La journée a été marquée par une joute verbale opposant Berlin et Paris.
Attaquée de toutes parts et particulièrement en France pour sa défense de l'austérité, Angela Merkel a déploré devant la fédération des entreprises familiales un "manque de confiance entre les acteurs" de la zone euro.
"Il y a un faux débat qui est apparu, opposant la croissance et la rigueur budgétaire. C'est n'importe quoi", a-t-elle tempêté.
Elle a répété que l'Allemagne "ne se laissera pas convaincre par des solutions rapides comme les euro-obligations" ou l'introduction d'un fonds commun de garanties bancaires en Europe.
"Le danger des propositions précipitées de mutualisation" de la dette est d'occulter les différences de niveau économique en nivellant les taux d'emprunt des Etats, a-t-elle averti. "Celui qui ne veut pas voir cette réalité fait le choix de la médiocrité. Et la médiocrité ne doit pas devenir l'étalon" en zone euro, s'est emportée Mme Merkel, qui semblait viser Paris.
La veille, le Premier ministre français Jean-Marc Ayrault avait reproché à celle qui mérite plus que jamais son surnom de "Madame Non" ses "formules simplistes", tandis qu'un autre membre du gouvernement français a dénoncé son "aveuglement idéologique".
Face aux divisions politiques, les marchés voient désormais leur salut dans une éventuelle action concertée des banques centrales internationales, ce qui a soutenu les Bourses vendredi. Francfort a gagné 1,48%, Paris 1,82% et Londres 0,22%.
Le chef du gouvernement italien Mario Monti, qui se présente souvent comme un médiateur entre le camp de la relance et celui de la rigueur, a annoncé vendredi un plan de privatisations de 10 milliards d'euros pour alléger la dette colossale du pays.
Il a annoncé dans le même temps un programme de croissance qui prévoit d'injecter dans le circuit économique de 70 à 80 milliards d'euros de ressources publiques et privées.

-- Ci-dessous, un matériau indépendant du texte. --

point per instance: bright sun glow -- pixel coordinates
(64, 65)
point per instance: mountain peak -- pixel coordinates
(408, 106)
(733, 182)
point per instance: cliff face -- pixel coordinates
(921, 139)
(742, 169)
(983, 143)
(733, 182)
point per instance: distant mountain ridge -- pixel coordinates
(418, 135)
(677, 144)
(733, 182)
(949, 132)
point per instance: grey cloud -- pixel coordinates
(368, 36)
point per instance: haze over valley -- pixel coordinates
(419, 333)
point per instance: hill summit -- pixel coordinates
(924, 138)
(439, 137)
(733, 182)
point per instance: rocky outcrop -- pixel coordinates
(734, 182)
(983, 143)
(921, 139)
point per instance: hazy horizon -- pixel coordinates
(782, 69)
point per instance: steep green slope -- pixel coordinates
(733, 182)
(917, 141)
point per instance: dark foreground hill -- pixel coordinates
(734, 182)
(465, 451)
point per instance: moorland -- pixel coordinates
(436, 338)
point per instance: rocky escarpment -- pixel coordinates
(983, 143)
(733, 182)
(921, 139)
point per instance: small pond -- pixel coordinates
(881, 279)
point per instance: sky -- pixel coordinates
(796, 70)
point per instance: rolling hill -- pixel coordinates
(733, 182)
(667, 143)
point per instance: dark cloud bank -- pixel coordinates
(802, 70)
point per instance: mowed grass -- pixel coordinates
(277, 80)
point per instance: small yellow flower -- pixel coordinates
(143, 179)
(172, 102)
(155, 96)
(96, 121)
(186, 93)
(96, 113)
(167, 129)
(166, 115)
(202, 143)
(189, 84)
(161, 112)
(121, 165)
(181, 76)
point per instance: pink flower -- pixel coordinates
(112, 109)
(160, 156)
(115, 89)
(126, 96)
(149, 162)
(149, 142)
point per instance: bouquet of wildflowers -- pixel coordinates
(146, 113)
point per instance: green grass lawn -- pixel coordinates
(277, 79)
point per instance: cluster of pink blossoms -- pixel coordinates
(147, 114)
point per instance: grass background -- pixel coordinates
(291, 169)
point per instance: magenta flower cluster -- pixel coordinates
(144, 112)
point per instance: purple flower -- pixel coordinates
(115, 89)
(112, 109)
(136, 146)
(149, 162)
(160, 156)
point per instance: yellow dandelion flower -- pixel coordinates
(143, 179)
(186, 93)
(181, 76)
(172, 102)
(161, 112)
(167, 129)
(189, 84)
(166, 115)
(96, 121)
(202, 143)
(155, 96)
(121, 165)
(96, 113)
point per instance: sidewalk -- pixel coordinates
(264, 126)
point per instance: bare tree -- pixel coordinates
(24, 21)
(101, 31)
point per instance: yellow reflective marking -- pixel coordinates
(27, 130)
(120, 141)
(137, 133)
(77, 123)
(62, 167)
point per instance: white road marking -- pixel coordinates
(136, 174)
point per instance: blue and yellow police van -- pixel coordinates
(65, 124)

Le président de la Banque centrale européenne (BCE), Mario Draghi, a assuré que son institution allait "continuer de jouer le rôle crucial de fournir des liquidités aux banques solvables quand c'est nécessaire".
Pour tenter peut-être de remédier aux divisions politiques, le président de l'Union européenne Herman Van Rompuy organisait vendredi à 16H00 (14H00 GMT) une conférence vidéo avec les dirigeants allemand, français, britannique et italien, afin de préparer la réunion des vingt premières puissances économiques mondiales organisée lundi et mardi à Los Cabos (Mexique).
Il y a urgence pour les Européens à serrer les rangs, alors qu'ils seront sous pression au G20 pour remettre l'économie de la région sur les rails, au lendemain d'un dimanche de tous les dangers.
La Grèce retourne aux urnes dimanche pour des élections générales dont l'issue fait craindre que le pays se retrouve en défaut de paiement et doive sortir de l'euro.
Le gouvernement autrichien a assuré vendredi qu'il n'accepterait aucune renégociation des réformes imposées à Athènes en échange de l'aide internationale.
Fait rarissime, le quotidien Financial Times Deutschland a pris parti dans l'élection grecque et donné une consigne de vote en faveur des conservateurs qui a suscité de vives protestations à Athènes. Dans un double éditorial de Une, rédigé en grec et en allemand, le journal a appelé à "résister à la démagogie d'Alexis Tsipras", leader de la gauche radicale.
La gauche radicale grecque a dénoncé une "intervention sans précédent, qui offense la dignité nationale et cherche à saper la démocratie" en Grèce. Même ton à droite: "Nous sommes un peuple fier (...) nous ne voulons pas de consignes", a déclaré le porte-parole du parti conservateur Nouvelle Démocratie.
Un porte-parole du gouvernement allemand a cependant souligné que Mme Merkel ne "donnait pas de conseil de vote".